For many years, Marylanders who ran in to Comptroller Louis L. Goldstein on the campaign trail were likely to come away with a souvenir of the encounter -- a gold-colored coin with the inscription "God Bless Y'all Real Good."
The coins and the phrase were the political trademarks of the late Goldstein, who served as the state's top tax collector for almost 40 years until his death in 1998.
Now the current occupant of that office, Peter Franchot, is seeking to capture some of the Goldstein magic by distributing his own version of comptroller coins. They're larger and heavier than the Goldstein baubles, but Franchot acknowledges the source of his inspiration.
"Everyone asks me from time to time about where my gold coins are," he said. "I finally got sick of it and had a really nice medallion made."
The black and gold medallions bear the seal of his office on one side and the state flag and his name on the other. Franchot emphasized that his campaign committee, not the state, is footing the bill.
Unlike Goldstein, Franchot doesn't give out his coins to just anybody. He said they're usually an award to people who have performed some meritorious service.

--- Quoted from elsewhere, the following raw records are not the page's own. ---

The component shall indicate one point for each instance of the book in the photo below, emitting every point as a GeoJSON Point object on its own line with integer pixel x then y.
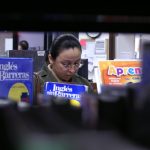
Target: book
{"type": "Point", "coordinates": [16, 79]}
{"type": "Point", "coordinates": [69, 91]}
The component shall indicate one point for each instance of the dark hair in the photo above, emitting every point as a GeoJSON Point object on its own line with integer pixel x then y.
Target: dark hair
{"type": "Point", "coordinates": [62, 42]}
{"type": "Point", "coordinates": [24, 44]}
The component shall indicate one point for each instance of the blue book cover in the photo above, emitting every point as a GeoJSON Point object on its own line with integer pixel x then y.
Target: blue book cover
{"type": "Point", "coordinates": [16, 79]}
{"type": "Point", "coordinates": [70, 91]}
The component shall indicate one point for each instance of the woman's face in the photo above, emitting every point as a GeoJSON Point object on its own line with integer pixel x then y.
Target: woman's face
{"type": "Point", "coordinates": [67, 63]}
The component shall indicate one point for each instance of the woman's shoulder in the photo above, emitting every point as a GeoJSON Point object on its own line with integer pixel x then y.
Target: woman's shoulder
{"type": "Point", "coordinates": [82, 80]}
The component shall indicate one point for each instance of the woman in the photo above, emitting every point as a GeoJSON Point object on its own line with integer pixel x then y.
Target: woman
{"type": "Point", "coordinates": [23, 45]}
{"type": "Point", "coordinates": [63, 62]}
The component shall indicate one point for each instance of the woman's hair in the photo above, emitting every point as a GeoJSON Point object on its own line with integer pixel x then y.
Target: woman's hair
{"type": "Point", "coordinates": [24, 44]}
{"type": "Point", "coordinates": [62, 42]}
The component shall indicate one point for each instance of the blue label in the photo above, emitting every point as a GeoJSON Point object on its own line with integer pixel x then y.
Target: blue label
{"type": "Point", "coordinates": [16, 78]}
{"type": "Point", "coordinates": [70, 91]}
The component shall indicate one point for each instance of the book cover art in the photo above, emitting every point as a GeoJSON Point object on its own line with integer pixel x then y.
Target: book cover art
{"type": "Point", "coordinates": [16, 78]}
{"type": "Point", "coordinates": [120, 72]}
{"type": "Point", "coordinates": [70, 91]}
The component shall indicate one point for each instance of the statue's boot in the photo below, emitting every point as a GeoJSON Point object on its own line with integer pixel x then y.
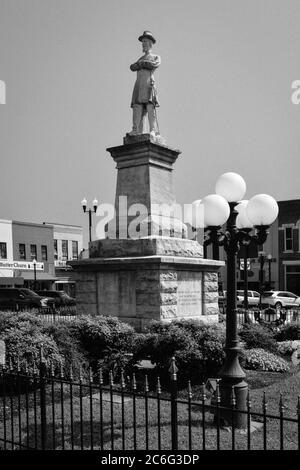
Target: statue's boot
{"type": "Point", "coordinates": [153, 127]}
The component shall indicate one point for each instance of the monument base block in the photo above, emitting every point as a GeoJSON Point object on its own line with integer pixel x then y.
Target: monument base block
{"type": "Point", "coordinates": [141, 289]}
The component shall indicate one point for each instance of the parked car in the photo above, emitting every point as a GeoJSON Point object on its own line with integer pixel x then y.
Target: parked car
{"type": "Point", "coordinates": [222, 298]}
{"type": "Point", "coordinates": [18, 298]}
{"type": "Point", "coordinates": [280, 299]}
{"type": "Point", "coordinates": [253, 298]}
{"type": "Point", "coordinates": [61, 298]}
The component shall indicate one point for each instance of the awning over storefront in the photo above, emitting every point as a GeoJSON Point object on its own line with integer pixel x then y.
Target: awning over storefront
{"type": "Point", "coordinates": [11, 281]}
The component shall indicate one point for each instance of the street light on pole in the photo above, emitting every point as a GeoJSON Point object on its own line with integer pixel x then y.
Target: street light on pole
{"type": "Point", "coordinates": [89, 211]}
{"type": "Point", "coordinates": [258, 213]}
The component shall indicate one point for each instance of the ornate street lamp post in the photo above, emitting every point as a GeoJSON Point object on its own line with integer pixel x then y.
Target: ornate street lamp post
{"type": "Point", "coordinates": [242, 217]}
{"type": "Point", "coordinates": [95, 205]}
{"type": "Point", "coordinates": [270, 257]}
{"type": "Point", "coordinates": [34, 274]}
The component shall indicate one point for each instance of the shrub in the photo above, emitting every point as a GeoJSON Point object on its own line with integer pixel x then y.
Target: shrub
{"type": "Point", "coordinates": [260, 359]}
{"type": "Point", "coordinates": [285, 348]}
{"type": "Point", "coordinates": [290, 331]}
{"type": "Point", "coordinates": [13, 320]}
{"type": "Point", "coordinates": [258, 336]}
{"type": "Point", "coordinates": [198, 348]}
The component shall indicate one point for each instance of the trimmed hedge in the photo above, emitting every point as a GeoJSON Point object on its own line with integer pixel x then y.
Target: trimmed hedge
{"type": "Point", "coordinates": [198, 348]}
{"type": "Point", "coordinates": [258, 337]}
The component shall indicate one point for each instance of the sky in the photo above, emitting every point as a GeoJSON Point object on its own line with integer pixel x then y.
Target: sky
{"type": "Point", "coordinates": [224, 87]}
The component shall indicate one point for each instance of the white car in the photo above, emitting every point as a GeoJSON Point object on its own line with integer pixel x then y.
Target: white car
{"type": "Point", "coordinates": [280, 299]}
{"type": "Point", "coordinates": [253, 298]}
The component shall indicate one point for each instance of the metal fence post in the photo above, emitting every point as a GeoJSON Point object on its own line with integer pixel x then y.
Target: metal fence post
{"type": "Point", "coordinates": [174, 424]}
{"type": "Point", "coordinates": [43, 382]}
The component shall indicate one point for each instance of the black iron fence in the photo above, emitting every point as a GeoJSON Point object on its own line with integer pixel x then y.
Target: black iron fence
{"type": "Point", "coordinates": [42, 409]}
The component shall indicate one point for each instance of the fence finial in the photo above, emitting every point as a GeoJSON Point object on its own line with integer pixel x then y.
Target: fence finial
{"type": "Point", "coordinates": [190, 393]}
{"type": "Point", "coordinates": [133, 382]}
{"type": "Point", "coordinates": [173, 369]}
{"type": "Point", "coordinates": [122, 379]}
{"type": "Point", "coordinates": [146, 384]}
{"type": "Point", "coordinates": [281, 405]}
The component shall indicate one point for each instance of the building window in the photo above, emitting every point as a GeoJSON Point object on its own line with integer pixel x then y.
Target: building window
{"type": "Point", "coordinates": [22, 251]}
{"type": "Point", "coordinates": [288, 239]}
{"type": "Point", "coordinates": [44, 253]}
{"type": "Point", "coordinates": [55, 249]}
{"type": "Point", "coordinates": [33, 254]}
{"type": "Point", "coordinates": [74, 250]}
{"type": "Point", "coordinates": [64, 250]}
{"type": "Point", "coordinates": [3, 250]}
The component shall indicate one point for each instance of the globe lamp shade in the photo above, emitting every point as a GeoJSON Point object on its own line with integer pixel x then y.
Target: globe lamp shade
{"type": "Point", "coordinates": [242, 221]}
{"type": "Point", "coordinates": [216, 210]}
{"type": "Point", "coordinates": [262, 209]}
{"type": "Point", "coordinates": [231, 186]}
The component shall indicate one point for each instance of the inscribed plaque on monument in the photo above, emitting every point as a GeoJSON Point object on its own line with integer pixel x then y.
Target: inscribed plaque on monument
{"type": "Point", "coordinates": [189, 294]}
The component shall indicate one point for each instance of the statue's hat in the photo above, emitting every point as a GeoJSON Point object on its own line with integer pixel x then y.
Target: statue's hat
{"type": "Point", "coordinates": [147, 34]}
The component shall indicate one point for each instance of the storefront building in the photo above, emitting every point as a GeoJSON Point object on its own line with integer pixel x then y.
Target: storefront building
{"type": "Point", "coordinates": [36, 255]}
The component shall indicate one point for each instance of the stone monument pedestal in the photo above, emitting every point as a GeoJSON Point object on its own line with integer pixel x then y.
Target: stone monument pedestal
{"type": "Point", "coordinates": [158, 274]}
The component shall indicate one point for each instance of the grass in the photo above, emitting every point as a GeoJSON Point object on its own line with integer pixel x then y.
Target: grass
{"type": "Point", "coordinates": [86, 433]}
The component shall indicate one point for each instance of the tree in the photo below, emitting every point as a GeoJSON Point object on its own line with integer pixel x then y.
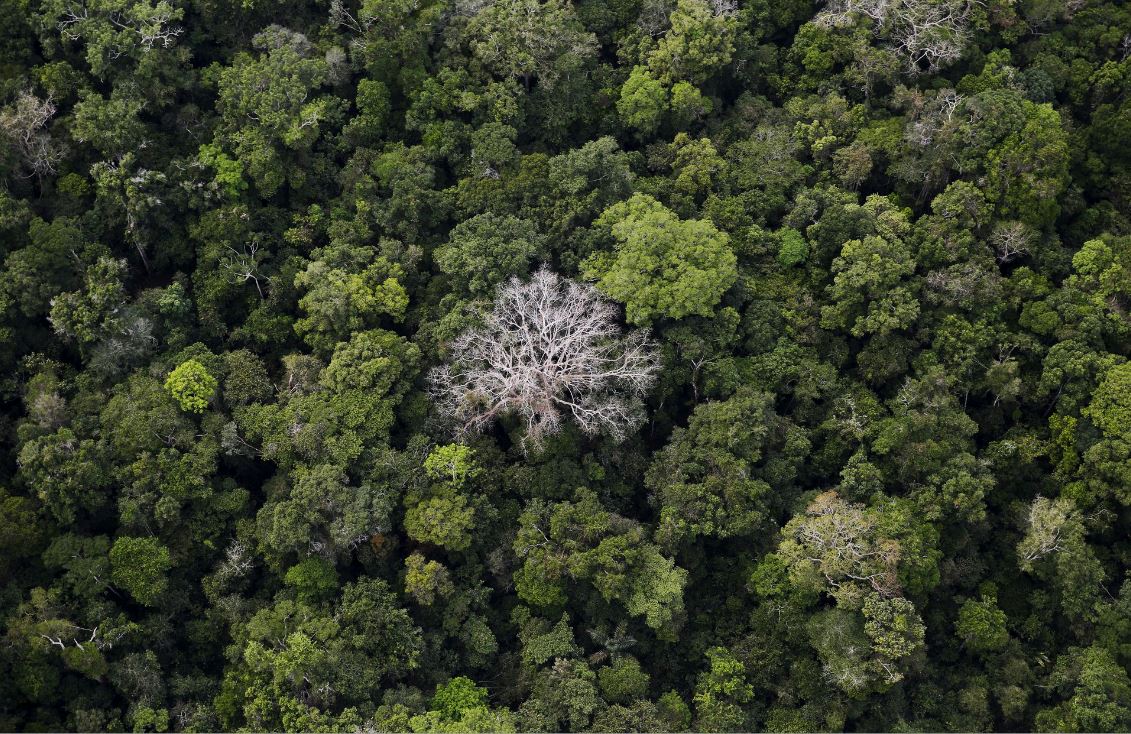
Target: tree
{"type": "Point", "coordinates": [583, 541]}
{"type": "Point", "coordinates": [140, 566]}
{"type": "Point", "coordinates": [715, 476]}
{"type": "Point", "coordinates": [1099, 693]}
{"type": "Point", "coordinates": [488, 250]}
{"type": "Point", "coordinates": [836, 546]}
{"type": "Point", "coordinates": [191, 386]}
{"type": "Point", "coordinates": [982, 624]}
{"type": "Point", "coordinates": [23, 124]}
{"type": "Point", "coordinates": [549, 348]}
{"type": "Point", "coordinates": [531, 40]}
{"type": "Point", "coordinates": [721, 693]}
{"type": "Point", "coordinates": [663, 266]}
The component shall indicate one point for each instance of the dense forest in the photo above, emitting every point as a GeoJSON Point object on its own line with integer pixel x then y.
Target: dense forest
{"type": "Point", "coordinates": [475, 365]}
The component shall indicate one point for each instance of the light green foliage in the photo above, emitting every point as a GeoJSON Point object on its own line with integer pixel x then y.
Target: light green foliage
{"type": "Point", "coordinates": [644, 101]}
{"type": "Point", "coordinates": [870, 291]}
{"type": "Point", "coordinates": [699, 42]}
{"type": "Point", "coordinates": [454, 464]}
{"type": "Point", "coordinates": [1111, 404]}
{"type": "Point", "coordinates": [663, 266]}
{"type": "Point", "coordinates": [792, 248]}
{"type": "Point", "coordinates": [191, 386]}
{"type": "Point", "coordinates": [140, 566]}
{"type": "Point", "coordinates": [442, 520]}
{"type": "Point", "coordinates": [564, 365]}
{"type": "Point", "coordinates": [338, 301]}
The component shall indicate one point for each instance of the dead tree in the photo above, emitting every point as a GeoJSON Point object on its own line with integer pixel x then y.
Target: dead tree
{"type": "Point", "coordinates": [549, 348]}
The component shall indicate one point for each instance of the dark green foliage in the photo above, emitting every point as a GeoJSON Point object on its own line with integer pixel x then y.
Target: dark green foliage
{"type": "Point", "coordinates": [879, 255]}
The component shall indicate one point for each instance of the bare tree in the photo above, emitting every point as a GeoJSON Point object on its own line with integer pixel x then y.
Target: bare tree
{"type": "Point", "coordinates": [1049, 526]}
{"type": "Point", "coordinates": [550, 347]}
{"type": "Point", "coordinates": [23, 123]}
{"type": "Point", "coordinates": [926, 33]}
{"type": "Point", "coordinates": [1011, 240]}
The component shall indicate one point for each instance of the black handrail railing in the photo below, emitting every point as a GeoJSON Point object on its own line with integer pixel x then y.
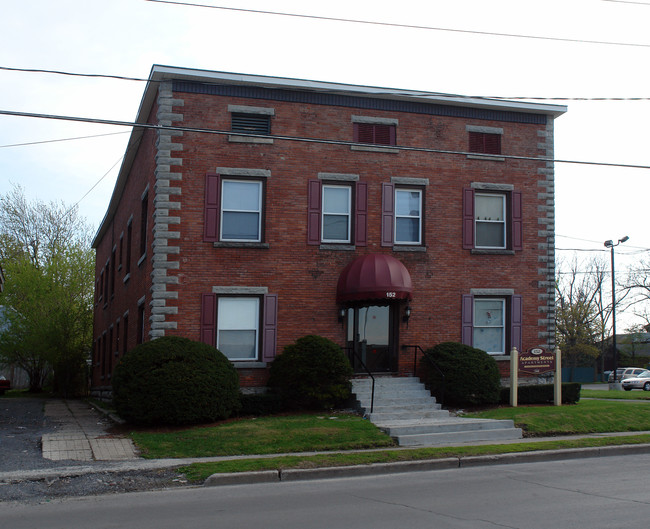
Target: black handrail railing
{"type": "Point", "coordinates": [372, 391]}
{"type": "Point", "coordinates": [417, 348]}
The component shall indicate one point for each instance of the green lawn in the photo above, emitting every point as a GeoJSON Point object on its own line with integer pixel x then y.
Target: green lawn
{"type": "Point", "coordinates": [265, 435]}
{"type": "Point", "coordinates": [293, 434]}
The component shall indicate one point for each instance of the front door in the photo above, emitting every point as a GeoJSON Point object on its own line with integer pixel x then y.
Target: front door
{"type": "Point", "coordinates": [371, 338]}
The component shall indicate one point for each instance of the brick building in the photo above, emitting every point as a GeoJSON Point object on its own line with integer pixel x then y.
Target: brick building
{"type": "Point", "coordinates": [250, 211]}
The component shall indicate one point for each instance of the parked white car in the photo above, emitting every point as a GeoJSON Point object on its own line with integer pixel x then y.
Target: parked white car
{"type": "Point", "coordinates": [641, 381]}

"I enjoy giving it to someone because they're so pleased to get it," he said. "It obviously builds on the Louie Goldstein legacy but it's not a complete knock-off."
Franchot was elected comptroller in 2006 after he defeated the late William Donald Schaefer in the Democratic primary. He was re-elected easily in 2010 and after flirting with the notion of running for governor in 2014 decided to seek a third term as comptroller. No credible challenger has yet emerged.
The comptroller said he realizes he's no Louie Goldstein.